Crandore Hub

RmecabKo

An 'Rcpp' Interface for Eunjeon Project

An 'Rcpp' interface for Eunjeon project <http://eunjeon.blogspot.com/>. The 'mecab-ko' and 'mecab-ko-dic' is based on a C++ library, and part-of-speech tagging with them is useful when the spacing of source Korean text is not correct. This package provides part-of-speech tagging and tokenization function for Korean text.

README

# RmecabKo [![License](http://img.shields.io/badge/license-GPL%20%28%3E=%202%29-brightgreen.svg?style=flat)](http://www.gnu.org/licenses/gpl-2.0.html) [![CRAN](http://www.r-pkg.org/badges/version/RmecabKo)](https://cran.r-project.org/package=RmecabKo) [![Downloads](http://cranlogs.r-pkg.org/badges/RmecabKo?color=brightgreen)](http://www.r-pkg.org/pkg/RmecabKo)

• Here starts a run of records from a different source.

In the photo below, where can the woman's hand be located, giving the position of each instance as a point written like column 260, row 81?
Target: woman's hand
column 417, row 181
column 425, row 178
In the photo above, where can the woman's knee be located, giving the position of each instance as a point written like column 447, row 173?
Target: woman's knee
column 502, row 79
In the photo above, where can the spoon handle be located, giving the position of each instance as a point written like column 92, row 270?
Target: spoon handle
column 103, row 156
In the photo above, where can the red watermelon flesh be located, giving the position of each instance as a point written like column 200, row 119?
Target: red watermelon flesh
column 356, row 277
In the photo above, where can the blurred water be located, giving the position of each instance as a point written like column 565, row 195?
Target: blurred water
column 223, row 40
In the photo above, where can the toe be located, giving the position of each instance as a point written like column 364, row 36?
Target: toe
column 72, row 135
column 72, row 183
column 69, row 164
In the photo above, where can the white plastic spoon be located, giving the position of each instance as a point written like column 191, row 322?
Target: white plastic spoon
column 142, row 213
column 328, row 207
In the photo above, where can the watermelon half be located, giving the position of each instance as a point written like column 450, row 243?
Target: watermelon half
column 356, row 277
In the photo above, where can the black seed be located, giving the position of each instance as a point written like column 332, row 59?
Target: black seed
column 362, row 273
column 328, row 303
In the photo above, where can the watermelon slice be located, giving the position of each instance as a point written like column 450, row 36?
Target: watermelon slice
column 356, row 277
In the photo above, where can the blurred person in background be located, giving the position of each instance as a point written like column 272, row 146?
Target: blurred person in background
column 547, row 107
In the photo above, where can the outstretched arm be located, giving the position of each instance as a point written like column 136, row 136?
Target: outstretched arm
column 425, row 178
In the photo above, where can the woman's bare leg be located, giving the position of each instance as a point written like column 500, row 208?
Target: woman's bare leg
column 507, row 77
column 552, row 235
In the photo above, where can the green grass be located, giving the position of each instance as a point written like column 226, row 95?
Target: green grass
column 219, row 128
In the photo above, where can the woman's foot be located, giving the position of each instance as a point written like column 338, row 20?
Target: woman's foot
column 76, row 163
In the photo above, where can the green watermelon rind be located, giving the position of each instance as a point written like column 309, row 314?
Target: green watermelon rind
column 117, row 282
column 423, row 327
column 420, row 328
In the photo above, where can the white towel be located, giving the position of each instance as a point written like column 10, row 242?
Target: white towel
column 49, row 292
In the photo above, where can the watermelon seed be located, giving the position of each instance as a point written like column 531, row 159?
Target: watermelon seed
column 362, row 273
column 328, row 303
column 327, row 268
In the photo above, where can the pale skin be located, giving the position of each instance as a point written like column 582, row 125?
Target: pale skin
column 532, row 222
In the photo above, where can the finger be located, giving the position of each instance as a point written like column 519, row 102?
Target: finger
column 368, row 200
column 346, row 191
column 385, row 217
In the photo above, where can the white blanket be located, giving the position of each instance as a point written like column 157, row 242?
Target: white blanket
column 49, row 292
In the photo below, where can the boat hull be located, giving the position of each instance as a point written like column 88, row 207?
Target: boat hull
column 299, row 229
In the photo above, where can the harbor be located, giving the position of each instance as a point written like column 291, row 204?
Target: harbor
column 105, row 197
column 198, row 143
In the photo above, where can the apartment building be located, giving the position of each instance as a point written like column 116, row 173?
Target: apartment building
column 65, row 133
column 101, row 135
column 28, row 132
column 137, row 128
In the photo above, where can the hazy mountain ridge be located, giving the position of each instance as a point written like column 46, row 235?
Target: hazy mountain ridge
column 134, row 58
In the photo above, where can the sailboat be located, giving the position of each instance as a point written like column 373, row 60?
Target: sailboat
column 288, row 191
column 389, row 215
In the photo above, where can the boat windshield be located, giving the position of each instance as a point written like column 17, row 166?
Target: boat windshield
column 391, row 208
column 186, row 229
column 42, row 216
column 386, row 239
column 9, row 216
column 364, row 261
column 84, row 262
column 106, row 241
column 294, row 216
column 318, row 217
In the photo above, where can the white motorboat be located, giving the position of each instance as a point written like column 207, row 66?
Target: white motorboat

The goal of RmecabKo is to parse Korean phrases with `mecab-ko` ([Eunjeon project](http://eunjeon.blogspot.com/), and to provide helper functions to analyze Korean documents. RmecabKo provides R wrapper function of `mecab-ko` with `Rcpp` (in Mac OSX and Linux) or wrapper function of binary build of `mecab-ko-msvc` by system commands and file I/O (in Windows).

For instructions in Korean, refer to [readme.rmd](https://github.com/junhewk/RmecabKo/blob/master/readme.rmd).

## Installation

### Mac OSX, Linux

First, install `mecab-ko` from the [Bitbucket repository](https://bitbucket.org/eunjeon/mecab-ko).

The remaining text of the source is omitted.